Egyptian mobile operator Etisalat Misr has set aside US$167.3-million to modernise its network, according to the company’s president and CEO Hazem Metwally.

Metwally said the intention is to secure more revenue from internet services as the business works to offset the impact of a drop in subscriber numbers.

This sum is more than half of the amount (4.5-billion Egyptian pounds or US$251-million) the company plans to invest in Egypt in 2019.

The upgrade is expected to contribute significantly towards the operator’s aim to achieve double-digit growth in revenue at the end of 2019.

In 2018, Etisalat Misr’s revenue increased by nearly 16% to about 13.6 billion Egyptian pounds (about US$795-million).
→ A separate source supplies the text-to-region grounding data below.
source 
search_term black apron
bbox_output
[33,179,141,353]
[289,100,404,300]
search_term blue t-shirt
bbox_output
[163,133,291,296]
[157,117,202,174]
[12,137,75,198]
The data segment accounted for about 30% of this income and the operator aims to increase this to 35% in the 2019 business year.

Metwally added that there is no immediate requirement for a new license. “At the moment we do not need new frequencies immediately, but we may need them in the future.”

In October 2017, ITWeb Africa reported that Etisalat Misr entered into a four-year contract with Ericsson to modernise and expand its core network and business support systems in Egypt.

The contract covered preparation for the introduction of IMS Voice over LTE, Voice over Wi-Fi, Service Aware Policy Control and Unified Communications.

The upgrade is scheduled to be completed in 2021 and the understanding is that it will help prepare the company for growth in 4G, as well as help facilitate 5G and IOT application in Egypt.

Metwally said the partnership with Ericsson will play an important role in further developing the telco’s services.

“We are pleased to be working with Ericsson again on a new project that addresses the evolving requirements of our organisation. It will double the capacity of our business support systems, which will allow us to provide more innovation to our customers, resulting in more traffic passing through our network.”